This is my last article focusing on the common denominators reached at the Antalya Forum held last month. Recent developments in the world economy that are being discussed extensively, such as the fiscal cliff, excessive expansion of balance sheets, printing too much money, currency wars, trade protectionism, etc. have shown once again that in order to create a working economic order, with the parameters of a sustainable future, the code or mode of conduct, and the patterns of individual as well as corporate behavior should be restructured with a different payoff matrix.
As I have been discussing in this column recently, to accomplish this we need a working and reliable institutional setting. Historically, issues such as corporation law and capital accumulation were approached with different perspectives in specific societies, which consequently resulted in dissimilar economic structures and levels of development. In that regard, the role of property rights, the nature of incentive schemes, decision-making structures, and information and coordination mechanisms should be designed so that the relationship between the system, entrepreneurship and morality can be more aptly defined.
Looking at empirical evidence, Adelman and Morris (1999) have shown the role institutions played in successful growth and development in the 19th century experience. They found that institutions determine the nature of the market by dictating property rights, land tenure and its allocation, the distribution of assets, human resource development, the size and the structure of transportation investment, and crucial relative prices affecting the speed of agricultural and industrial change.
As an alternative to the current system, therefore, institutionalizing a new incentive system around a new payoff matrix for our daily economic behavior is both possible and necessary. This is because institutions form the incentive structure of a society, including political and economic entities. Economic performance reflects the nature and the quality of the institutional framework that economic agents operate in. While private material incentives reward proper economic behavior with a greater share of national output, moral incentives promote man's sense of altruism and his sense of responsibility toward the general or social good. The use of moral incentives assumes that social recognition and approbation are just as important as the provision of material goods in motivating proper economic performance.

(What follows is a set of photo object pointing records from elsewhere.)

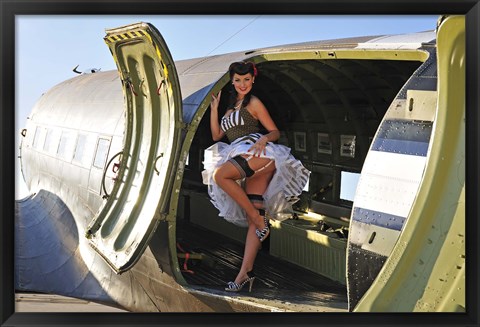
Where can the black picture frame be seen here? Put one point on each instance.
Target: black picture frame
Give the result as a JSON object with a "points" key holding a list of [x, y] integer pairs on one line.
{"points": [[8, 10]]}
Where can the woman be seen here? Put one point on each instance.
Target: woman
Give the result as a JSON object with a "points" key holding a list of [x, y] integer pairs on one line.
{"points": [[251, 175]]}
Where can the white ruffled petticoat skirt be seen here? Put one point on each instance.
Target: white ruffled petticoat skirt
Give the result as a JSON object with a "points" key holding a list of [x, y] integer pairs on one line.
{"points": [[283, 190]]}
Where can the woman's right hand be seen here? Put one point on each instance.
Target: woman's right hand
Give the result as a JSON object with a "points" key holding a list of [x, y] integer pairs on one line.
{"points": [[215, 101]]}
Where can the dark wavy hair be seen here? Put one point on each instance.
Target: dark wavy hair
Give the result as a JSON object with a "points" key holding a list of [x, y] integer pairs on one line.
{"points": [[241, 68]]}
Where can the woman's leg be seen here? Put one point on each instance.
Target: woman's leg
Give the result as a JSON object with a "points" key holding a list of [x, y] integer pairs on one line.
{"points": [[226, 175], [257, 184]]}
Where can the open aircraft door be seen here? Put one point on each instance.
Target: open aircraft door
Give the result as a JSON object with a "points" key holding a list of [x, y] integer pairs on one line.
{"points": [[123, 226]]}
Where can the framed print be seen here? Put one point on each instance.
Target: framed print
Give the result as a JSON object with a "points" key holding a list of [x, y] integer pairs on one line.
{"points": [[347, 145], [300, 141], [324, 145]]}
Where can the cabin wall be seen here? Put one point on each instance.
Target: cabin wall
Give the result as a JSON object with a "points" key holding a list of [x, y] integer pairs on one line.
{"points": [[328, 112]]}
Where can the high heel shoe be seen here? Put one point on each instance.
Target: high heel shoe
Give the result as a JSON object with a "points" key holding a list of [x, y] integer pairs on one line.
{"points": [[234, 287], [263, 234]]}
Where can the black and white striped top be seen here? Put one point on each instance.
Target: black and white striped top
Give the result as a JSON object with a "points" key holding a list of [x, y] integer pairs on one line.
{"points": [[239, 123]]}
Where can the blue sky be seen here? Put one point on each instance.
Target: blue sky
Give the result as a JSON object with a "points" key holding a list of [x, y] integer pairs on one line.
{"points": [[47, 48]]}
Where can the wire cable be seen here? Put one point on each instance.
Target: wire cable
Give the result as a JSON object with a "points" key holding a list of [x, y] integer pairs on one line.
{"points": [[244, 27]]}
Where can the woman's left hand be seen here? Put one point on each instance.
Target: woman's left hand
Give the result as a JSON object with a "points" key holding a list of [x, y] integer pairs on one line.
{"points": [[259, 147]]}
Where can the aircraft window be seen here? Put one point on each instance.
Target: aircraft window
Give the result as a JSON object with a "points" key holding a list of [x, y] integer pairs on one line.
{"points": [[348, 185], [36, 138], [63, 146], [347, 145], [323, 143], [101, 153], [80, 148], [49, 141]]}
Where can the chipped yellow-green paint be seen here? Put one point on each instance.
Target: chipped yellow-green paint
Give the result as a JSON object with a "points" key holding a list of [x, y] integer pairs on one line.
{"points": [[426, 269]]}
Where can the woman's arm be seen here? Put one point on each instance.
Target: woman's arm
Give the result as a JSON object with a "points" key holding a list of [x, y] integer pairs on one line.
{"points": [[217, 133]]}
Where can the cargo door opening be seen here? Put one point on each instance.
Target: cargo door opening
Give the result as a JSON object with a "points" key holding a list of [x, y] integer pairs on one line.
{"points": [[328, 112]]}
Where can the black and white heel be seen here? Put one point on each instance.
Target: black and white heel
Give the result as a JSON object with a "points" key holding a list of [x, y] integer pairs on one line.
{"points": [[234, 287]]}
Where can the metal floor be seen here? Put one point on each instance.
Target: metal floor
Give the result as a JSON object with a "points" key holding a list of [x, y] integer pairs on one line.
{"points": [[277, 280]]}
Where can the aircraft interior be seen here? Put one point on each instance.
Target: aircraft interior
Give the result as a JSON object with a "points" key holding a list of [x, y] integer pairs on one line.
{"points": [[328, 112]]}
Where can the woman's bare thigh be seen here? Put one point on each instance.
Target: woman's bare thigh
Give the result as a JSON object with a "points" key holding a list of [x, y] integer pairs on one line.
{"points": [[258, 183]]}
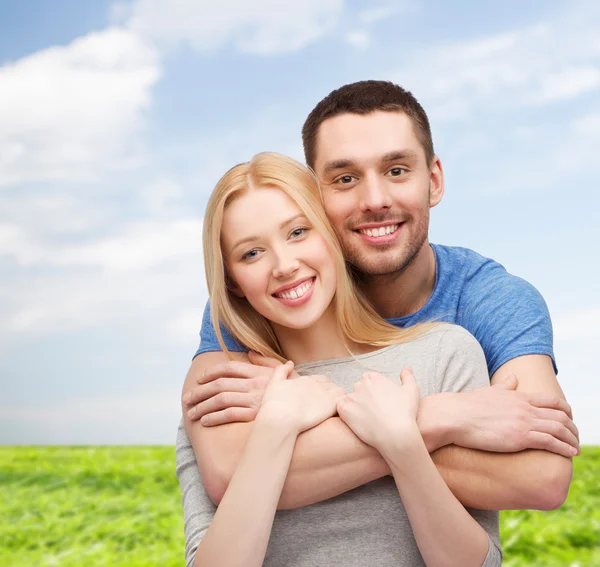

While “globalism” essentially means a self-enclosed economic and technological world -- but one without political, legal or moral boundaries or limits -- it is religion and/or ethical considerations that locate the human being in a metaphysically open context which goes beyond the confines of homo faber. This requires a common understanding of humanity in so far as it is based in an absolute realm that transcends all finite economic prospects, regardless of geographical or temporal scope.
The important point to note is that as long as moral capacity and creativity are motivated by the correct institutional framework, the operation and performance of the free market system will also be enhanced, and this will bring further material benefit to society in terms of an increased spectrum of choice, employment and quality of goods and services. What we are trying to do here is to prevent the entrepreneur from causing harm to the free market system as well as to the society in general and therefore facilitating sustainable development while maximizing material wellbeing.
To sum up, in order to carry out economic activities effectively, each system makes its own assumptions about human behavior and accordingly establishes its own institutional and organizational mechanisms so that: 1) they can organize the process of decision-making arrangements employed by economic agents, including the government; 2) they can devise a mechanism that provides information and coordinates decisions made by consumers, producers and the government as to consumption, production and the use of inputs, so that the production and consumption of the proper basket of goods and services are guaranteed; 3) they should be capable of enforcing property rights for a broad cross-section of society so that a variety of individuals have incentives to invest and take part in economic life; 4) they can provide the material or moral incentives to regulate the activities of economic agents; 5) they should be able to constrain the actions of elites, politicians and other powerful interest groups, so that these people cannot expropriate the incomes and investments of others or create a highly uneven playing field; 6) they should provide some degree of equal opportunity for broad segments of society so that individuals can make investments, especially in human capital, and participate in productive economic activities.